In seinen "Bekenntnissen" skizziert sich Augustinus selbst als Typus
des Sinnsuchenden, der, bis zu jenem dramatisch inszenierten
Bekehrungserlebnis, zwischen den Polaritäten keuscher
Enthaltsamkeit und der als Krankheit empfundenen Begehrlichkeit hin und
her taumelt. Erst die Einordnung in einen objektiven Heilszusammenhang
gewährt ihm Halt und Erlösung von seiner bedrohlich
erlebten Sinnenlust. "Nicht in Fressen und Saufen, nicht in Kammern
und
Unzucht, nicht in Hader und Neid, sondern ziehet an den Herrn Jesus
Christus und
hütet euch vor den fleischlichen Gelüsten." Es ist
dieser im - vermutlich erdichteten - Bekehrungserlebnis
wiedergegebene Apostelspruch, welcher Augustinus Erlösung von seiner
sexuellen Besessenheit verheißt.
Er begreift die Bibelstelle als göttliche Anordnung zur
Askese, lässt sich taufen, verkauft - so wie es die Bibel auch
anordnet - sein Hab und Gut und wagt den Schritt in die Askese.

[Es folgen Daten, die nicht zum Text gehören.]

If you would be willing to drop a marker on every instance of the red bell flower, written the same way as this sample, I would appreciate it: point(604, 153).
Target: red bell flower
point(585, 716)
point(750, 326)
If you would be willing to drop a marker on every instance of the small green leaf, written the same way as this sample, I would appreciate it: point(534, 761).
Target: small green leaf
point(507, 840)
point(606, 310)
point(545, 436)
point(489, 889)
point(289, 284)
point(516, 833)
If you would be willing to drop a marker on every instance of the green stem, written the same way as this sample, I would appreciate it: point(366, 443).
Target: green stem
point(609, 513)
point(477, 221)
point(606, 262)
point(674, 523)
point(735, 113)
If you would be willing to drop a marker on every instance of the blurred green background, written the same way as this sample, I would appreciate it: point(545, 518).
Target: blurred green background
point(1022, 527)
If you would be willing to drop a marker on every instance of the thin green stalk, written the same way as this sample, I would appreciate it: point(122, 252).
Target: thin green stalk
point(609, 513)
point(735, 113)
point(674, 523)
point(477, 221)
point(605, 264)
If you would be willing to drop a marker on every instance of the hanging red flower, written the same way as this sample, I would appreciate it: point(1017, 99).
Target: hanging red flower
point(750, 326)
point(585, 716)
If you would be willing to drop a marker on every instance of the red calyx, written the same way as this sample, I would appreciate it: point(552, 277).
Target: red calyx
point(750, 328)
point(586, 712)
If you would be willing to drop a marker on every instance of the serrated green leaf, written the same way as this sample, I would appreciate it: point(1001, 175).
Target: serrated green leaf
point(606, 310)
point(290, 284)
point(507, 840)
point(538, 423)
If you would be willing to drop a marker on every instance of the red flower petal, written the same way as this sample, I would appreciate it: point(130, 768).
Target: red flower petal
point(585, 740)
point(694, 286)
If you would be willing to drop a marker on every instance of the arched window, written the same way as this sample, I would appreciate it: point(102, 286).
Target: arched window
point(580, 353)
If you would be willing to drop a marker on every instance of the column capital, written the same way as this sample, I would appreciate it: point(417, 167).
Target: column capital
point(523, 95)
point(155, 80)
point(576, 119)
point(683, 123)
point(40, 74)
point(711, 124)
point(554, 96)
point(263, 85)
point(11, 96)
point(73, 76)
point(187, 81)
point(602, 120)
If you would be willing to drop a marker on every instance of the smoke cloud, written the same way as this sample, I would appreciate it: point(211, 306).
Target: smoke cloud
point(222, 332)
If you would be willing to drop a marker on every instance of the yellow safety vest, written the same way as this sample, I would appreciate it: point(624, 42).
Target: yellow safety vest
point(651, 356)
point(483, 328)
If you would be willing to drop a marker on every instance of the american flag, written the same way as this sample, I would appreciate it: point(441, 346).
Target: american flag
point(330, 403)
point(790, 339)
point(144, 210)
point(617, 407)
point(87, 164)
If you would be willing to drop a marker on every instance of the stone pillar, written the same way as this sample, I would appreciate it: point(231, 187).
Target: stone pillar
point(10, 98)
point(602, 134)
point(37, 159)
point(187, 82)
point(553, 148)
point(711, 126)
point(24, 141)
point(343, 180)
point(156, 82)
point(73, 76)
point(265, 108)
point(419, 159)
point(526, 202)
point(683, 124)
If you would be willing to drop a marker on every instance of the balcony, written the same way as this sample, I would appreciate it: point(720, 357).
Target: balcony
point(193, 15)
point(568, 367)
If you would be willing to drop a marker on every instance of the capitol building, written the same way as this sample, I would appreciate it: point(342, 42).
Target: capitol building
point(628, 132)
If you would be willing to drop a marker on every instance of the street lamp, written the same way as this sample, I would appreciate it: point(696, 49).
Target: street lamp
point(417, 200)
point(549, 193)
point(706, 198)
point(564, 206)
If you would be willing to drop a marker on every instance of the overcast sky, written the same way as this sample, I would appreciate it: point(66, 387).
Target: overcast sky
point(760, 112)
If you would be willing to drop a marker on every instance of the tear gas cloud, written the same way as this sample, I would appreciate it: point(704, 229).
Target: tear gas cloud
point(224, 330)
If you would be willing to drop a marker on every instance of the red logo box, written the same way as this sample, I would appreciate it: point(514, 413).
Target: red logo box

Augustinus tat wirklich so, doch meinte die Kirchenpolitik nicht auf
den großen Denker verzichten zu können und holte den
Eremiten alsbald zurück in die herrschaftliche Funktion eines
Bischofs.
Man könnte nun meinen, was für eine simple Erkenntnis
diesen großen Mann doch bewog, sein Leben so grundlegend zu
ändern. Er entdeckt in höchster emotionaler Erregung
eine auf sein zentrales Lebensproblem passende biblische Textstelle und
zieht daraus eine hysterische Konsequenz? Man könnte
tatsächlich so argumentieren, doch war für Augustinus
das Erleben von Selbsterkenntnis untrennbar mit der Hinwendung zu Gott
verbunden: "Ich erkenne mich selbst nur im Licht der Wahrheit
dessen,
durch den ich immer schon erkannt (geschaffen) bin." Freilich
delegiert
Augustinus sein Lebensproblem an einen überindividuellen
höherwertigen Wahrheitsbegriff, doch so war nun einmal sein
selbstgewählter Lebensweg. Ein durchaus existenzialistischer
Freiheitsbezug, den der Kirchengelehrte somit für sich in
Anspruch nahm.
Die "Confessiones" untergliedern sich in zwei große
Abschnitte. In den vorangehenden Textstellen beschreibt Augustinus
seine lästerliche
Lebensführung,
Verzweiflung und innere Zerrissenheit in den Jahren vor der Bekehrung.
Die nachfolgenden Schriftteile enthalten den eigentlich philosophischen
Abschnitt, u.a. die faszinierende "Memoriallehre" sowie
bewusstseinsphilosophische Erwägungen über die
Erfahrung, die Wahrheitssuche, das Bewusstsein und die Zeit.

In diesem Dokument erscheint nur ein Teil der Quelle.